Animal-vehicle crashes occur most often in the morning, from 5 AM to 8 AM, and in the evening, from 4 PM to midnight. Animals are particularly active near dawn and dusk, which often coincides with peak commute traffic hours.
Most wildlife vehicle collisions happen on low-volume, high-speed rural roads, which are also likely to be areas with high animal populations. Be particularly cautious in forested areas, where trees and foliage near the roadway could hide an approaching animal. Remember that where you see one animal, there are probably others nearby.
Modify Your Driving
Where animals are likely to be present, remember to reduce your speed to give yourself the best chance of stopping in time to avoid a crash.
Don’t count on deer whistles to deter deer. Although they’ve been in use for decades, the Insurance Institute for Highway Safety reports that they have no effect on deer behavior. Instead, it’s best to slow down and scan the area ahead of you continuously for wildlife.
Wear Seatbelts and Helmets
An estimated 179 wildlife vehicle collisions per year are fatal. While this only represents 0.5% of all fatal crashes, the IIHS reports that many of these fatalities were preventable:
- 60% of people killed in animal-car collisions were not using safety belts
- 65% of motorcyclists killed in collisions with animals were not wearing helmets
Don’t Swerve to Avoid an Animal
Most deaths in animal-vehicle collisions were not caused by impact with the animal, but by events that occurred after striking the animal.

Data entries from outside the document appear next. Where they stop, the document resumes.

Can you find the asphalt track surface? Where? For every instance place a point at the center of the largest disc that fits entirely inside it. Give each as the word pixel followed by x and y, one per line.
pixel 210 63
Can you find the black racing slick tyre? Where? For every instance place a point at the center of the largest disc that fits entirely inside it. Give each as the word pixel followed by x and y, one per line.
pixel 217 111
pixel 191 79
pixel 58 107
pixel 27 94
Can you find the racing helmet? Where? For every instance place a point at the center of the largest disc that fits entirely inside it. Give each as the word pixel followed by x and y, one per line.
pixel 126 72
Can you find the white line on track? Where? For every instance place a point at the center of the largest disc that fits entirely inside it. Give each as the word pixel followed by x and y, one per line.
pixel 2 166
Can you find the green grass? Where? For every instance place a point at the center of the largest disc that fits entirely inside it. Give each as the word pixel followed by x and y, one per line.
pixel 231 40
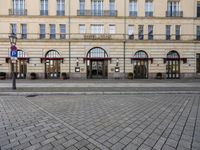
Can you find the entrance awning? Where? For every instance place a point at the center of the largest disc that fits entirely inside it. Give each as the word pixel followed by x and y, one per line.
pixel 151 59
pixel 178 59
pixel 96 58
pixel 19 58
pixel 42 59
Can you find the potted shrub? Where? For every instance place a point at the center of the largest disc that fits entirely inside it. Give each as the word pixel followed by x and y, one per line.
pixel 130 75
pixel 159 75
pixel 64 75
pixel 2 75
pixel 33 75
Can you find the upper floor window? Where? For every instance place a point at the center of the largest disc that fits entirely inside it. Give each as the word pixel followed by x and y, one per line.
pixel 150 32
pixel 198 63
pixel 149 8
pixel 173 9
pixel 97 7
pixel 131 32
pixel 132 7
pixel 60 7
pixel 112 29
pixel 198 9
pixel 97 28
pixel 44 7
pixel 18 8
pixel 141 32
pixel 62 31
pixel 82 7
pixel 42 31
pixel 198 33
pixel 23 31
pixel 178 32
pixel 81 28
pixel 112 8
pixel 168 32
pixel 13 28
pixel 52 31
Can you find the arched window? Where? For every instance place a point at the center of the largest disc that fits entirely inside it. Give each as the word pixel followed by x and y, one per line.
pixel 173 54
pixel 20 53
pixel 52 54
pixel 97 53
pixel 140 54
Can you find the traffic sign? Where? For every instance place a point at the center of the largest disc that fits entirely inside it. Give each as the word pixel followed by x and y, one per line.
pixel 13 52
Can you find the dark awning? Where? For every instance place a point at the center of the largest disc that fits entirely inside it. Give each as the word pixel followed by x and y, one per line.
pixel 51 58
pixel 151 59
pixel 97 58
pixel 178 59
pixel 19 58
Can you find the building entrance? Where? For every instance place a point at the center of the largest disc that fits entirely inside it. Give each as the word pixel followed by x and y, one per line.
pixel 98 69
pixel 97 64
pixel 173 65
pixel 140 65
pixel 52 65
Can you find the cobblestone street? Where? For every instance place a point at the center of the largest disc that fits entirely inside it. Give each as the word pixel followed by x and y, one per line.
pixel 100 122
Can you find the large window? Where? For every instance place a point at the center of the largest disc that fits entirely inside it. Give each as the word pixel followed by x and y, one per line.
pixel 198 63
pixel 18 7
pixel 132 7
pixel 52 31
pixel 149 8
pixel 198 9
pixel 62 31
pixel 97 7
pixel 178 32
pixel 141 32
pixel 150 32
pixel 131 32
pixel 112 29
pixel 97 28
pixel 112 8
pixel 23 31
pixel 82 7
pixel 81 28
pixel 42 31
pixel 43 7
pixel 168 32
pixel 60 7
pixel 198 33
pixel 173 9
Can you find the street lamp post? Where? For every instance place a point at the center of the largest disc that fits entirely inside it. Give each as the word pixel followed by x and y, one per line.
pixel 13 55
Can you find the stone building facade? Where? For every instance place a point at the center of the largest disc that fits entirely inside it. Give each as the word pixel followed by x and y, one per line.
pixel 102 38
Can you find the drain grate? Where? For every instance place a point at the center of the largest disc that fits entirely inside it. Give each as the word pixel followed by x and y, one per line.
pixel 33 95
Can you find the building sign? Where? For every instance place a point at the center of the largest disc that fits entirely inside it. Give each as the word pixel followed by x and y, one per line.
pixel 97 36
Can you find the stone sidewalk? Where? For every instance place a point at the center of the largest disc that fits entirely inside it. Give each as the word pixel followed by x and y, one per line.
pixel 100 122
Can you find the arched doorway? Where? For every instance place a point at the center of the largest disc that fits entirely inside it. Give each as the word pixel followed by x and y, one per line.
pixel 21 65
pixel 140 65
pixel 97 64
pixel 52 65
pixel 173 65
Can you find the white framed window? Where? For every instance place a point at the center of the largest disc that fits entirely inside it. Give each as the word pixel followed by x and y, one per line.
pixel 60 7
pixel 18 7
pixel 43 7
pixel 133 6
pixel 112 29
pixel 97 7
pixel 97 28
pixel 81 28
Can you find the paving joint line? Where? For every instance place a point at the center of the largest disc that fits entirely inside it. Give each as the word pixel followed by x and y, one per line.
pixel 99 145
pixel 96 93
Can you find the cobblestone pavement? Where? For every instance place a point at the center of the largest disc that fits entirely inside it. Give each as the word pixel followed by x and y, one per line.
pixel 100 122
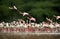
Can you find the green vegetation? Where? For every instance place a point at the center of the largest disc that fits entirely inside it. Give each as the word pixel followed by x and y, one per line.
pixel 40 9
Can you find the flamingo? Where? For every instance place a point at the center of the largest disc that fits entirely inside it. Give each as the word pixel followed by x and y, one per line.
pixel 32 19
pixel 57 17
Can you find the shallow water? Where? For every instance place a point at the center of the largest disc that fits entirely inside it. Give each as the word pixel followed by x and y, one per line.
pixel 15 36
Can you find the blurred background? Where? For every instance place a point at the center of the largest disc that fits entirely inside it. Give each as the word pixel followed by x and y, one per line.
pixel 40 9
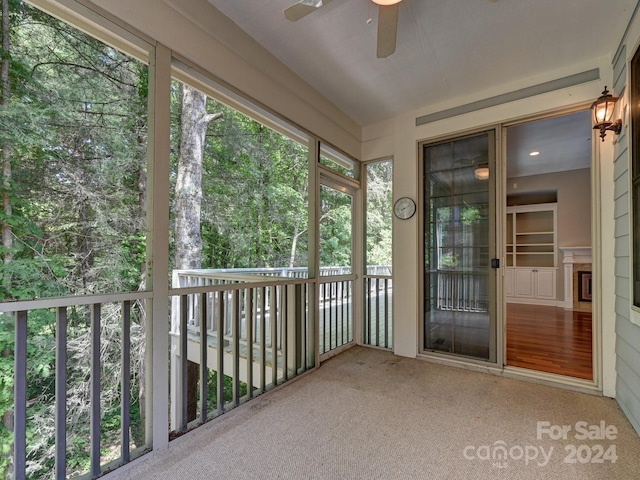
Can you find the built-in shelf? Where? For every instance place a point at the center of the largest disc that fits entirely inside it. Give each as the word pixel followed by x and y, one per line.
pixel 531 254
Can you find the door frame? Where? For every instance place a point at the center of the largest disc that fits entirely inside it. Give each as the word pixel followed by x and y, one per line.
pixel 596 246
pixel 495 280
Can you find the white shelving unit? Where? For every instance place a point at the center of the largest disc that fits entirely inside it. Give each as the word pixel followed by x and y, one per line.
pixel 531 254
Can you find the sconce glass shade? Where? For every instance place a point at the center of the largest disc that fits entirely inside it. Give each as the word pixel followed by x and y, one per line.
pixel 481 173
pixel 603 109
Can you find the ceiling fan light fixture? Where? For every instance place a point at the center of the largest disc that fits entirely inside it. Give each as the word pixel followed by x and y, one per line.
pixel 481 173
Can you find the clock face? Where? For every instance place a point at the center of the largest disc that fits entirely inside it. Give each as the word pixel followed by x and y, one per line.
pixel 404 208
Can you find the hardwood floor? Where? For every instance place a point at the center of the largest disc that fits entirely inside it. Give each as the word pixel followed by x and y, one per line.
pixel 550 339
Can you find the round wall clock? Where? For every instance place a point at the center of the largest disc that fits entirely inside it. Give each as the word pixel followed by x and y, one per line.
pixel 404 208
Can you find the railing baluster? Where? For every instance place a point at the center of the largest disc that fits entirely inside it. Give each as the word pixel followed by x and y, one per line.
pixel 95 389
pixel 273 319
pixel 61 393
pixel 368 313
pixel 263 340
pixel 377 307
pixel 20 397
pixel 220 347
pixel 285 332
pixel 235 336
pixel 126 380
pixel 184 313
pixel 386 313
pixel 248 320
pixel 204 351
pixel 349 311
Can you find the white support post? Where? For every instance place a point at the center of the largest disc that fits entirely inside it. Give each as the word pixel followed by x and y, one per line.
pixel 158 246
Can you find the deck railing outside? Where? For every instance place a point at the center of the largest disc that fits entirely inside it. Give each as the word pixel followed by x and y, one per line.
pixel 259 328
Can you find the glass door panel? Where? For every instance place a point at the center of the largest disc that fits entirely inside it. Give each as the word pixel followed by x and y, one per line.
pixel 336 267
pixel 458 234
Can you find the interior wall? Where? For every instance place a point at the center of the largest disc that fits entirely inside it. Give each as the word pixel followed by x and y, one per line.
pixel 573 211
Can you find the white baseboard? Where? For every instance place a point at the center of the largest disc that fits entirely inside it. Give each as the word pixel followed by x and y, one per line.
pixel 535 301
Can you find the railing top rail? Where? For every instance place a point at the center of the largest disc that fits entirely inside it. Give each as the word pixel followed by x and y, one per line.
pixel 54 302
pixel 238 286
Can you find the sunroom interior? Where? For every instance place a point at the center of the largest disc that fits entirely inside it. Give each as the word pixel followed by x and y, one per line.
pixel 279 248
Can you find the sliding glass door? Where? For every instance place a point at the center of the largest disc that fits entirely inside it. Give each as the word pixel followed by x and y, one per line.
pixel 459 245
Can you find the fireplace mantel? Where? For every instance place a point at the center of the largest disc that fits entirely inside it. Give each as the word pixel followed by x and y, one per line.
pixel 571 256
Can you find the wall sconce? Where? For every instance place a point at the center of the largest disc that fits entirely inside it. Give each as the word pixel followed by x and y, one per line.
pixel 481 173
pixel 603 109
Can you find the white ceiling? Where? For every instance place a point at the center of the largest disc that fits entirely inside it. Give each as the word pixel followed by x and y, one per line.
pixel 564 143
pixel 445 48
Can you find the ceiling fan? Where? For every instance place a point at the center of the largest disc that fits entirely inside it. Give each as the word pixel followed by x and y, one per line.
pixel 387 20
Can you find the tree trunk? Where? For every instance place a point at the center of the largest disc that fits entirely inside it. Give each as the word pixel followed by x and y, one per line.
pixel 188 201
pixel 7 238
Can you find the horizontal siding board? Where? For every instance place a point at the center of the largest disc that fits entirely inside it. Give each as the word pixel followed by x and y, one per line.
pixel 621 164
pixel 628 402
pixel 631 335
pixel 622 247
pixel 622 267
pixel 621 205
pixel 621 227
pixel 620 70
pixel 623 309
pixel 622 287
pixel 621 185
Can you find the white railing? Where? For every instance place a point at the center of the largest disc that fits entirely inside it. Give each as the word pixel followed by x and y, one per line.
pixel 254 334
pixel 462 291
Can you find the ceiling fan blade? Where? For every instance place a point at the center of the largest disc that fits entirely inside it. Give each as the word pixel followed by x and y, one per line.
pixel 303 8
pixel 387 29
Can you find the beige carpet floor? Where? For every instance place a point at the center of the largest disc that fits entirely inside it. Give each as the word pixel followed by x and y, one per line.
pixel 367 414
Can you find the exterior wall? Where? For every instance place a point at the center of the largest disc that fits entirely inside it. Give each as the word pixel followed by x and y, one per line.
pixel 574 208
pixel 399 137
pixel 627 317
pixel 195 30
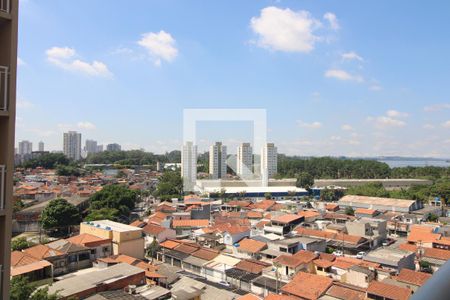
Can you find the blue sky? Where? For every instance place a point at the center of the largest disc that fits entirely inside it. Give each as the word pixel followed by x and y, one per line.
pixel 336 77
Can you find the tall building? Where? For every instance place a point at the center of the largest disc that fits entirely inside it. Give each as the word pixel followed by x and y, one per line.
pixel 8 66
pixel 91 146
pixel 25 148
pixel 244 163
pixel 113 147
pixel 72 145
pixel 269 161
pixel 218 161
pixel 189 165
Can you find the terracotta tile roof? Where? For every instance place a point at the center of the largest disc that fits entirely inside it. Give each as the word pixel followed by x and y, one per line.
pixel 285 219
pixel 422 234
pixel 42 251
pixel 388 291
pixel 170 244
pixel 345 293
pixel 19 258
pixel 190 223
pixel 251 246
pixel 365 211
pixel 437 253
pixel 153 229
pixel 88 240
pixel 322 263
pixel 307 286
pixel 206 254
pixel 413 277
pixel 252 266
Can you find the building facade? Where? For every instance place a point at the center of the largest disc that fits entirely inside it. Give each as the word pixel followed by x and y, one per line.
pixel 8 66
pixel 269 161
pixel 217 161
pixel 244 163
pixel 189 165
pixel 72 145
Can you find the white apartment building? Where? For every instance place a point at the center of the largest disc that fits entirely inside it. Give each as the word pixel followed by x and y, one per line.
pixel 244 163
pixel 269 161
pixel 217 161
pixel 72 145
pixel 41 146
pixel 91 146
pixel 189 165
pixel 25 147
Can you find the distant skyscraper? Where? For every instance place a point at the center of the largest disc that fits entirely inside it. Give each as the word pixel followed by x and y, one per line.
pixel 189 165
pixel 91 146
pixel 113 147
pixel 25 147
pixel 72 145
pixel 218 161
pixel 269 161
pixel 244 163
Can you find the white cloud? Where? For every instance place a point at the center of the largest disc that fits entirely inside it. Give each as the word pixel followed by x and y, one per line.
pixel 437 107
pixel 351 56
pixel 161 46
pixel 20 62
pixel 391 119
pixel 285 30
pixel 342 75
pixel 24 104
pixel 313 125
pixel 64 57
pixel 86 125
pixel 396 114
pixel 332 20
pixel 347 127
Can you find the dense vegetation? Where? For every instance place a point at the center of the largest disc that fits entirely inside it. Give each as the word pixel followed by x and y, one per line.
pixel 113 202
pixel 47 161
pixel 132 157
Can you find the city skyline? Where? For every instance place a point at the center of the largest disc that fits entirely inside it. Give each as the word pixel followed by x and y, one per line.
pixel 344 85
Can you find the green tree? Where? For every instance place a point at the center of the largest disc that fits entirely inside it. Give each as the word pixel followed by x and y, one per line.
pixel 20 243
pixel 350 211
pixel 59 214
pixel 304 180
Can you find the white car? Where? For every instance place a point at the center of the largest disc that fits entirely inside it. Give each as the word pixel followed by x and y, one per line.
pixel 224 283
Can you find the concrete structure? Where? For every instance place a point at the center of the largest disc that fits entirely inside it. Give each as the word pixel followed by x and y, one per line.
pixel 244 163
pixel 25 148
pixel 218 161
pixel 41 146
pixel 8 66
pixel 126 239
pixel 189 166
pixel 113 147
pixel 269 161
pixel 91 146
pixel 72 145
pixel 380 204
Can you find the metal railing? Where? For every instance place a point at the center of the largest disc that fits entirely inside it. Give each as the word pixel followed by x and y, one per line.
pixel 4 72
pixel 4 6
pixel 2 186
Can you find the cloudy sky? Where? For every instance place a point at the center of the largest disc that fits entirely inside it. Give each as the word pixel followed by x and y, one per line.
pixel 336 78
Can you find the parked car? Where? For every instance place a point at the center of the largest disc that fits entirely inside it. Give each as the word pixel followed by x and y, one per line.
pixel 224 283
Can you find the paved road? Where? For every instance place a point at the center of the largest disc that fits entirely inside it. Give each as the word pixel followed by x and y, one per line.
pixel 212 283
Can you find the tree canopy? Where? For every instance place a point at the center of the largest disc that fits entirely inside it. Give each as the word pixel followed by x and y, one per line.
pixel 59 214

80% of fatal animal-vehicle crashes involved only one passenger vehicle or motorcycle:
- In 38% of these, a motorcyclist fell off the motorcycle after striking an animal.
- In 36% of these, a passenger vehicle ran off the road and overturned or struck a fixed object after striking an animal.
- In only 5% of these, the animal went through the windshield of the striking vehicle.
20% involved multiple vehicles:
- In half of these, the animal became airborne when struck by one vehicle, and went through the windshield of a second vehicle.
- In the other half of these, one vehicle struck an animal and then collided with other vehicles, or other vehicles also struck the animal and then went off the road.
If an animal darts out in front of you and a crash is unavoidable, the AAA Foundation for Traffic Safety advises applying your brakes firmly and remaining in your lane. Swerving can cause a more serious crash involving hitting other vehicles or fixed objects, running off the roadway, or overturning your vehicle.
What to Do If You Hit an Animal
If you or others are injured, call emergency services for assistance immediately.
Turn on your car’s hazard lights or use emergency road flares to warn oncoming traffic of the animal in the road.
If the animal has been hurt or killed, call the non-emergency number of your local police department. Give the location and condition of the animal, and be sure to state if the animal poses a traffic hazard that could cause additional collisions. The Humane Society advises that quick removal will also prevent scavengers from being attracted to the road.